Cross-posted from New Savanna.
Two things have just occurred to me about my recent post, Word meaning and entanglement in LLMs:
1.) That the issue is one of intuition as well, and2.) that we’re dealing with system 1 thinking, in the System 1/system 2 dichotomy popularized by Daniel Kahneman.
I’ve not yet read Kahneman’s book – Thinking Fast, Thinking Slow, though it’s on my “to be read someday” shelf – but I gather that System 1 is fast, intuitive and largely tacit (to use a word from Michael Polanyi) while System two is slow, deliberate, and logical.
My argument in that earlier post is that, in effect, our default notion of word meaning is that it is atomic and discrete. When words are linked in phrases, sentences, and paragraphs, it is liking beads on a thread, or freight cars in a train. The linkage is external and contingent. Without reflection, that’s just how we think about words (and meaning). That’s fine in informal discussions, but not so good in at least some technical contexts, such as large language models (LLMs).
Now, let’s take the idea that LLMs are “trained” by being asked to predict the next word. That is at least consistent with, if not actually reinforcing of, this default conceptualization of atoms-of-meaning. One can easily make predictions about the behavior of atoms. One simply observes them and notes down what they do from one moment to the next. There is no sense of “interiority.”
Whereas the idea that words are entangled with one another through their meanings, that’s all about “interiority.” Those vectors are “interior” to the token, and relate one token to another and, more generally, tokens among themselves. The idea of entanglement leads naturally to the idea of weaving, weaving a fabric of meaning. The so-called prediction procedure, then, is one of placing a word, with its 12K item vector, into the unfolding fabric of meaning. Backpropagation, in this view, is the act of fine-tuning the placement. Prediction is merely a means to an end, a device, not the point of the procedure.
To think in terms of atomic meaning is simply to gloss over all this. All of that may be implicit in the mathematics, but the atomic view of meaning stands in the way of allowing ones thought to be perspicuously guided by the mathematics. The mathematics becomes (and functions as) a secondary construction.
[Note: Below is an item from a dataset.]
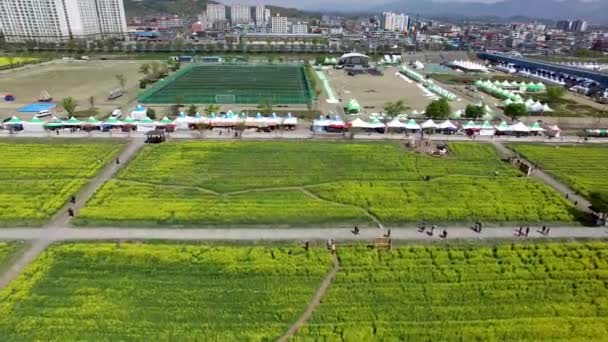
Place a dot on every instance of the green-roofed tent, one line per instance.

I note finally that traditional training in propositional and symbolic logic reinforces this atomic view of word meaning. Word meaning is reduced to variable names, Ps and Qs, having no intrinsic content whatsoever. That’s find for System 2 deliberative thinking, which is what logic was invented for. But it gets in the way of understanding how meaning works in collections of entangled, entangled what? What do we call them?
This leads to a final irony: The world of standard computer programming is close kin to that of symbolic and propositional logic, with their variables, bindings, and values. Thus the mode of thinking necessary for programming the computational engines that create LLMs, that mode of thought stands in the way of understanding how LLMs work. The AI/ML experts who create the models are thus crippled in understanding how they work. The intuitions that guide them in writing code render the operations of LLMs opaque and invisible.
This opacity thus has two aspects:
1.) the sheer complexity of the models, and 2.) conceptual intractability.
I am suggesting, then, that thinking of meaning as entailing entanglement is a way to deal with the second issue (and this may also lead to a holographic account as well, but this is a secondary issue). On the first issue, complexity, that is there regardless of your conceptual instruments. Thinking in terms of entanglement will NOT eliminate the complexity, but it may well make it tractable.
If your goal is mechanistic interpretability, then you need conceptual tools appropriate to the mechanisms you are trying to understand, no? You need to discard, or at least bracket, intuitions based on the idea of atomic-self-contained word meaning and develop intuitions that are consistent with the mathematics underlying the LLMs.